Seperti halnya Ukraina bagian timur dan dua “republik” separatis pro-Rusia yang didukung Moskow di sana, pedoman yang sama digunakan di Georgia. Rusia mengakui “kemerdekaan” bagian separatis negara yang pro-Rusia, Abkhazia dan Ossetia Selatan, pada tahun 2008 dalam sebuah langkah yang menyebabkan perang, meskipun dalam skala yang jauh lebih kecil daripada yang kita lihat di Ukraina. Georgia masih menganggap Rusia menempati 20% tanahnya. Di Moldova, wilayah Transnistria yang bergolak dan pro-Rusia juga dipandang sebagai target potensial aneksasi Rusia.

Dengan Ukraina menghadapi lebih banyak perlawanan daripada yang diperkirakan Rusia, ada kekhawatiran bahwa konflik dapat berlangsung selama bertahun-tahun, dengan biaya manusia dan ekonomi yang sangat besar. Putin mengatakan pada hari Selasa bahwa Rusia sedang melalui “masa-masa sulit” karena melanjutkan kampanye militernya di Ukraina, tetapi mengatakan kebanggaan nasional tumbuh.

Rusia menyalahkan NATO atas ketidakpastian

Rusia telah ditampar dengan sanksi demi sanksi atas campur tangan dan pelanggaran geopolitiknya, tetapi invasi skala penuhnya ke Ukraina dan pecahnya perang terbaru di tanah Eropa telah mendorong NATO untuk bertindak tegas, dengan negara-negara Barat berkumpul di sekitar Kiev untuk mengusirnya dari militer. dan bantuan keuangan untuk membantu mempertahankannya dari tetangganya.

Para pemimpin Barat telah berulang kali memperingatkan bahwa ada pertaruhan keamanan yang lebih besar dan bahwa Rusia tidak boleh dibiarkan menang dalam invasinya, karena khawatir negara-negara bekas Soviet lainnya akan menjadi yang berikutnya, karena Putin dipandang berusaha menciptakan Soviet – untuk membangun kembali kekaisaran; Putin secara terbuka menyesali hilangnya Uni Soviet, menyebutnya sebagai salah satu bencana geopolitik terbesar yang dialami Rusia dalam satu abad terakhir.

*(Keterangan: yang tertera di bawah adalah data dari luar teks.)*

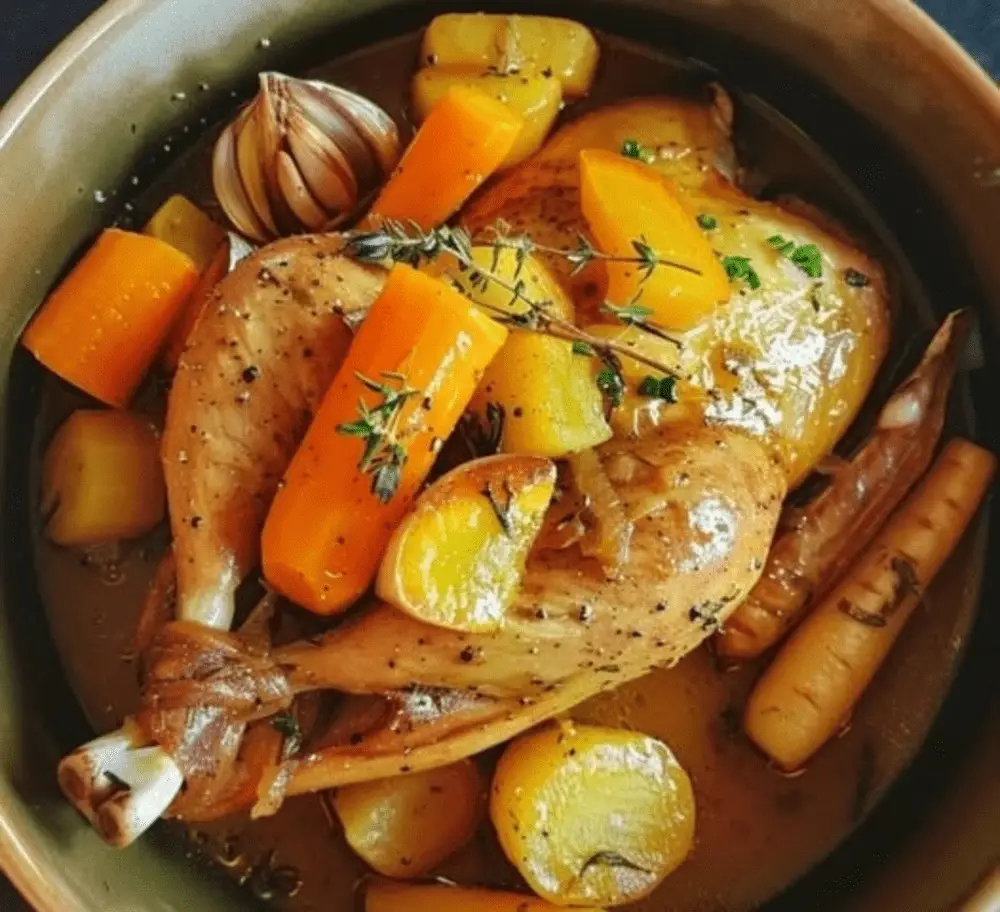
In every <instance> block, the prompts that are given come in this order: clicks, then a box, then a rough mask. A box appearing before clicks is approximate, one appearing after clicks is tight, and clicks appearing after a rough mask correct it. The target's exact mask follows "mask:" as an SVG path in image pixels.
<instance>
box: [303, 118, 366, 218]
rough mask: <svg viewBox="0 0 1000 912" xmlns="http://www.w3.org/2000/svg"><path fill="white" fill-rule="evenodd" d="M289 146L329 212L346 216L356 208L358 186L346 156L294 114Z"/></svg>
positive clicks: (317, 195) (316, 128) (357, 191)
mask: <svg viewBox="0 0 1000 912" xmlns="http://www.w3.org/2000/svg"><path fill="white" fill-rule="evenodd" d="M288 146H289V149H290V150H291V153H292V156H293V157H294V158H295V163H296V164H297V165H298V168H299V171H300V172H301V174H302V177H303V178H304V179H305V182H306V185H307V186H308V187H309V189H310V190H311V191H312V193H313V194H314V195H315V197H316V199H317V200H319V202H320V203H321V204H322V205H323V206H325V207H326V209H327V210H329V211H331V212H343V211H347V210H350V209H353V208H354V206H355V205H356V204H357V202H358V185H357V183H356V181H355V180H354V175H353V172H352V170H351V168H350V165H349V164H348V163H347V161H346V160H345V159H344V156H343V153H342V152H341V151H340V149H339V148H338V147H337V146H336V145H335V144H334V143H333V141H332V140H331V139H330V138H329V137H327V136H325V135H324V134H323V133H321V132H320V131H319V130H318V129H317V128H316V127H314V126H313V125H312V124H311V123H309V121H307V120H306V119H305V118H304V117H302V116H301V115H299V114H298V113H296V112H295V111H292V112H291V114H290V117H289V129H288Z"/></svg>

Menteri Luar Negeri Rusia Sergei Lavrov melihat, di samping Presiden Rusia Vladimir Putin, saat mereka menunggu KTT AS-Rusia di Villa La Grange, di Jenewa pada 16 Juni 2021.

Brendan Smialowski | AFP | Gambar Getty

Berbicara pada acara yang sama pada hari Rabu, Menteri Luar Negeri Rusia Sergey Lavrov mengatakan Barat ingin menimbulkan kekalahan strategis di Rusia dan menuduh bahwa senjata NATO untuk Ukraina didistribusikan di luar perbatasan negara.

Kolektif Barat tidak menyembunyikan niatnya untuk menimbulkan kekalahan strategis pada kami. Rezim Kyiv digunakan sebagai pendobrak anti-Rusia, dipompa dengan senjata NATO. Pada saat yang sama, bagian dari pasokan Barat – dan sebuah bagian yang meningkat – menyebar tak terkendali di seluruh dunia,” katanya, kantor berita TASS melaporkan.